Juan Intan Kanggrawan
Redaksi Bahasa PILLAR
Referensi:
1. Every Small Group Needs a Vision
2. The Big God in Your Small Group
3. PoythressVernRedeemingSociology.pdf
4. The Gospel Centered Church
Endnotes:
[1] Hal-hal ini mengarah kepada isu-isu filosofis. Suatu cabang pemikiran atau filsafat cenderung hanya akan menekankan kepada salah satu aspek saja. Misalkan Pantheisme yang lebih menekankan kepada aspek unity dan mengesampingkan diversity. Alam dianggap identik dengan allah, dan pemikiran Pantheisme memegang prinsip all is one.
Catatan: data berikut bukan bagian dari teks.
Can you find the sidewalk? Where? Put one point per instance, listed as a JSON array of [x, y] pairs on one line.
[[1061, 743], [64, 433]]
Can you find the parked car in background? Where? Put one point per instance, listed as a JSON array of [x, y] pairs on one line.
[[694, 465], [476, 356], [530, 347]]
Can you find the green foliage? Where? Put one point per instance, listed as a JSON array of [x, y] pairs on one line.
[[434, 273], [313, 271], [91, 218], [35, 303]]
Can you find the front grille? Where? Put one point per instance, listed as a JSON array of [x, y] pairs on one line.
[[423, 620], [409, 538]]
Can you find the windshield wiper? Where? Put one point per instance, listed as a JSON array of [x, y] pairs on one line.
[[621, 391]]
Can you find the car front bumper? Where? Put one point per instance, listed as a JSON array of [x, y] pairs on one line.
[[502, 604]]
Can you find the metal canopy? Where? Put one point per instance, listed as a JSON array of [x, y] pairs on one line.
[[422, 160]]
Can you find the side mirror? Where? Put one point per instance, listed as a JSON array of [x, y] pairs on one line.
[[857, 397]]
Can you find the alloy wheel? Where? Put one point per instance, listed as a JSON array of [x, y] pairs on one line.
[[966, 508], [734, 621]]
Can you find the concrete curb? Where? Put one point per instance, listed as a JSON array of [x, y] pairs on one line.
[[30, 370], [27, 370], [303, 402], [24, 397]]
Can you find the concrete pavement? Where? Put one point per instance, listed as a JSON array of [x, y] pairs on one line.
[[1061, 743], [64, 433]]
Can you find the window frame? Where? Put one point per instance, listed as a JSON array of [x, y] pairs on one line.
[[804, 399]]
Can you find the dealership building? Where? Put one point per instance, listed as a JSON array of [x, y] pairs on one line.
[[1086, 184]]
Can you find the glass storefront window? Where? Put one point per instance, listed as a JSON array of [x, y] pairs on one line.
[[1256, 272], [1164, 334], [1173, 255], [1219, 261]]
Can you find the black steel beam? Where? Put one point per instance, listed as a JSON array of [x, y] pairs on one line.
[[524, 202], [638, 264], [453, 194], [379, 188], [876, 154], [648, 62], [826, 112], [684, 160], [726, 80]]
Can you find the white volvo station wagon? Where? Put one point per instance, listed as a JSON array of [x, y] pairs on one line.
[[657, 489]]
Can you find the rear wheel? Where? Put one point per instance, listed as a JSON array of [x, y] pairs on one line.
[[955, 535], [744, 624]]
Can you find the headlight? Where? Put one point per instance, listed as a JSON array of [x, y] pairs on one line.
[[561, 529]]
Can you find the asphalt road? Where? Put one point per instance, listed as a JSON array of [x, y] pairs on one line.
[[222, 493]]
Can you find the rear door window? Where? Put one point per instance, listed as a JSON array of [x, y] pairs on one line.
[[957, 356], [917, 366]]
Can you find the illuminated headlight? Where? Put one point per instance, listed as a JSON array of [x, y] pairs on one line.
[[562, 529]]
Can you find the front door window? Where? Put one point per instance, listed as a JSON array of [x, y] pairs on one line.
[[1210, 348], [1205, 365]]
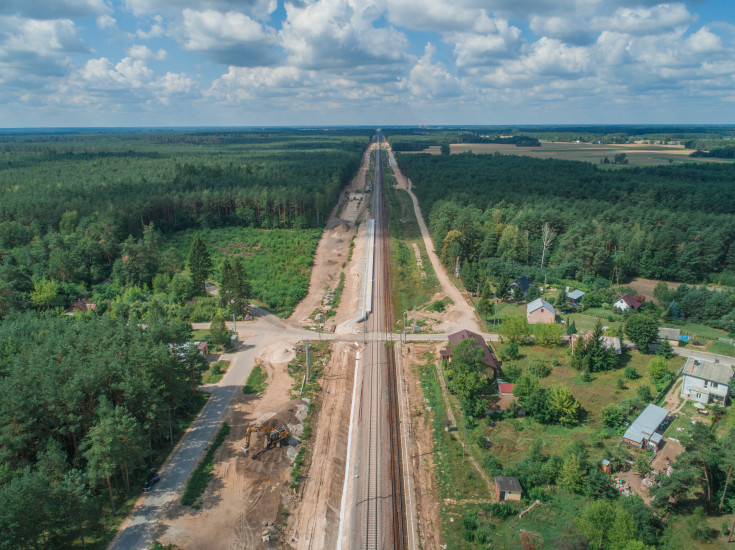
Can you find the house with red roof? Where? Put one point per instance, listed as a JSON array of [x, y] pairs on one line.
[[626, 301]]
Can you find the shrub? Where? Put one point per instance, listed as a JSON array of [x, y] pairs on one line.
[[511, 351], [512, 372], [644, 393], [539, 369], [612, 416], [631, 373], [697, 526]]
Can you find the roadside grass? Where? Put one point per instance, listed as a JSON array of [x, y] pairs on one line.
[[278, 262], [721, 348], [320, 352], [200, 335], [410, 289], [337, 296], [216, 371], [198, 481], [99, 536], [696, 330], [257, 381]]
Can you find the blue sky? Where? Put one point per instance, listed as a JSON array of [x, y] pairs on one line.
[[325, 62]]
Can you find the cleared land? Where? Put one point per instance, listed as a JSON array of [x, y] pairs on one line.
[[637, 154]]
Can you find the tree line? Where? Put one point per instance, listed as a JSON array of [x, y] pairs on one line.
[[666, 222]]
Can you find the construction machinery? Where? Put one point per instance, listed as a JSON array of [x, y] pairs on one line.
[[273, 436]]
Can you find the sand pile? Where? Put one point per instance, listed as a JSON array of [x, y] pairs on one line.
[[277, 458]]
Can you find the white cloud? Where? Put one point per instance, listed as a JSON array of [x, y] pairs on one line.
[[703, 41], [105, 22], [155, 31], [644, 21], [429, 80], [138, 51], [230, 38], [31, 47], [256, 8], [53, 9], [488, 48], [339, 34]]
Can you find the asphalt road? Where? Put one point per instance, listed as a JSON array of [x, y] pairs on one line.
[[142, 527]]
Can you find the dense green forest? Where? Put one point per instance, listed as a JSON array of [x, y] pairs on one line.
[[92, 215], [692, 137], [668, 222], [135, 223], [87, 404]]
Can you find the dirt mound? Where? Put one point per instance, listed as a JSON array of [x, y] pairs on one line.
[[278, 458]]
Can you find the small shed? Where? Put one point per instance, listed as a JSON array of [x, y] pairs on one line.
[[670, 334], [626, 301], [540, 311], [646, 431], [520, 287], [575, 296], [507, 488]]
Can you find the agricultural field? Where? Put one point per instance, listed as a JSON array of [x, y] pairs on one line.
[[143, 233], [413, 285], [636, 154]]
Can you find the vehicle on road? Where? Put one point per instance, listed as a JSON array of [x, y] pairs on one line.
[[151, 479]]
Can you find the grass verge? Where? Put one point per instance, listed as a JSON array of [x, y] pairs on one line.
[[216, 371], [199, 480], [257, 381]]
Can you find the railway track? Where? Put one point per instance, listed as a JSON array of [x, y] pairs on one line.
[[383, 360]]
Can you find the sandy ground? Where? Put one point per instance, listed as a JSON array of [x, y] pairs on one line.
[[333, 250], [244, 493], [426, 491], [646, 286], [314, 518], [460, 315]]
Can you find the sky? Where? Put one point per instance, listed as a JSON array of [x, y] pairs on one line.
[[368, 62]]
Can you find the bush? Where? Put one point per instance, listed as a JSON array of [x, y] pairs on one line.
[[644, 393], [539, 369], [697, 526], [612, 416], [511, 351], [501, 510], [631, 373], [512, 372], [492, 465]]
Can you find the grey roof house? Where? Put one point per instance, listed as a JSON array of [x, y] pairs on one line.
[[706, 381], [646, 431]]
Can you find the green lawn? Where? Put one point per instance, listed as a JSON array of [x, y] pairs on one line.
[[697, 330], [257, 381], [277, 261], [410, 288], [216, 371], [721, 348]]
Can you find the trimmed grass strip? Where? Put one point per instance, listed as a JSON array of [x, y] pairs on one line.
[[199, 480], [257, 381]]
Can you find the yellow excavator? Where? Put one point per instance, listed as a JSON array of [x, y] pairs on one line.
[[273, 436]]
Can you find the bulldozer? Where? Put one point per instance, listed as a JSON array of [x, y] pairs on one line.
[[273, 436]]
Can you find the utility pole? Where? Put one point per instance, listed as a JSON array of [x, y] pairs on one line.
[[307, 361]]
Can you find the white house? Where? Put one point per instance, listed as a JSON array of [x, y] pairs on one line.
[[706, 381], [540, 311], [626, 301]]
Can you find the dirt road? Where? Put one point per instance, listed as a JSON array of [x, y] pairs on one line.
[[461, 313]]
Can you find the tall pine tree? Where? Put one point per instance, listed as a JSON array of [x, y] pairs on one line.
[[200, 263]]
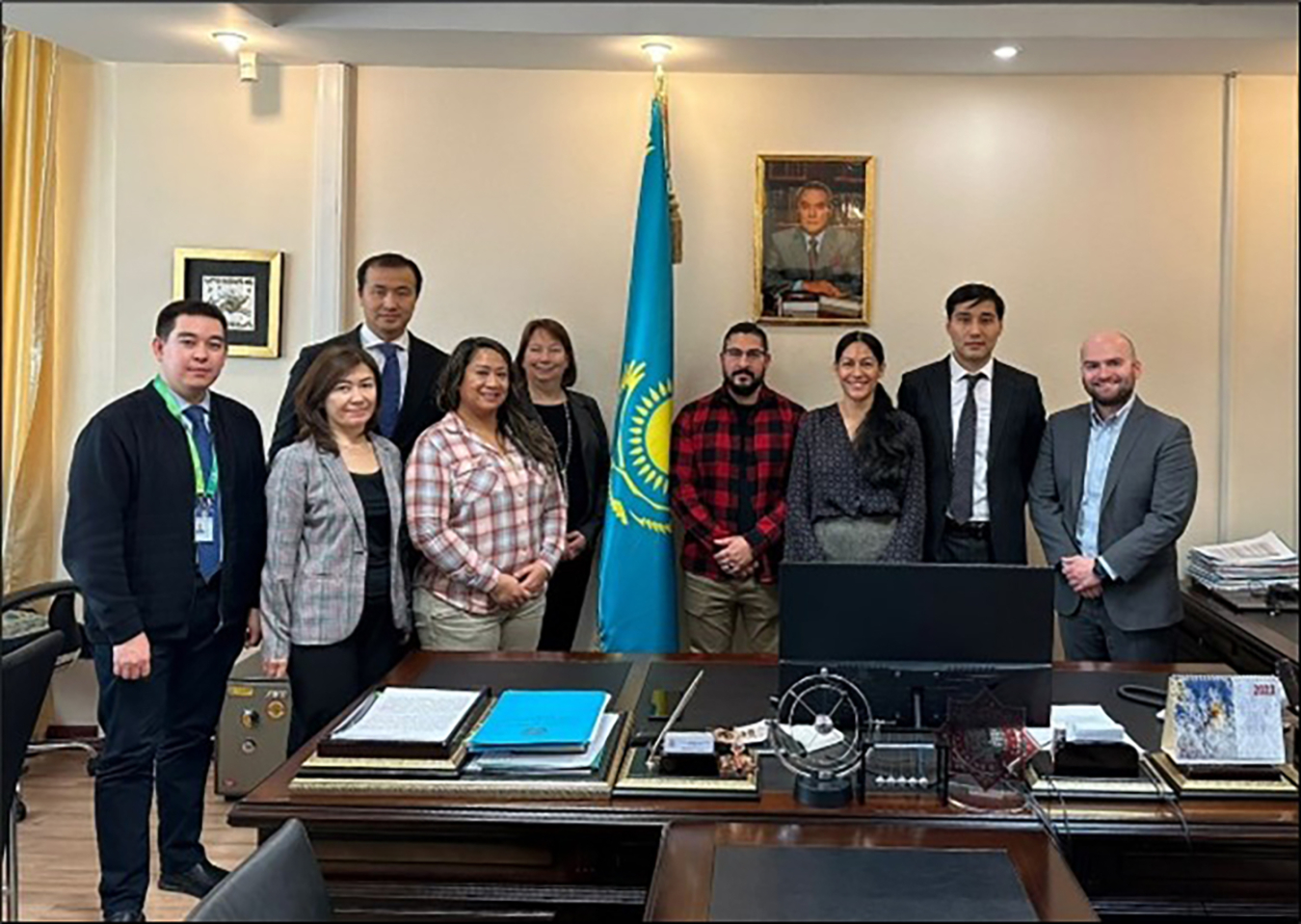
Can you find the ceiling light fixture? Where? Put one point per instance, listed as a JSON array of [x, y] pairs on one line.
[[657, 51], [231, 41]]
[2] Beberapa istilah ini muncul dalam Konsili Nicea yang pertama dan Chalcedon. Misalkan saja: (i)“…begotten, not made, of one Being with the Father” (ii)“…One and the Same Christ, Son, Lord, Only-begotten; acknowledged in Two Natures unconfusedly, unchangeably, indivisibly, inseparably; the difference of the Natures being in no way removed because of the Union, but rather the properties of each Nature being preserved, and (both) concurring into One Person and One Hypostasis”.
[3] Allah Tritunggal dan Seni, Allah Tritunggal dan Sejarah, Allah Tritunggal dalam Bahasa, Doa kepada Allah Tritunggal.
[4] Dalam konteks politik, hal ini merujuk kepada kelompok masyarakat yang besar dan signifikan. Namun mereka hanya diam saja dan tidak menyuarakan pendapat-pendapat mereka secara publik. Istilah silent majority dipopulerkan oleh Presiden Richard Nixon dalam pidatonya pada tanggal 3 November 1969. Namun Nixon bukanlah orang pertama yang menggunakan istilah ini.
[5] Pdt. Aiter juga pernah menyinggung mengenai tema kebangkitan kaum awam di dalam salah satu sesi NREC. Suatu konsep pelayanan integratif yang melibatkan kaum awam, pelayan di berbagai wadah dan institusi, dan hamba Tuhan.
[6] John Piper memberikan peringatan yang kuat dalam satu artikelnya (every small group needs vision). Tanpa sentralitas Injil dan arah yang jelas, suatu kelompok kecil akan mati secara tidak disadari dan perlahan, tanpa menghasilkan dan mengerjakan apa-apa.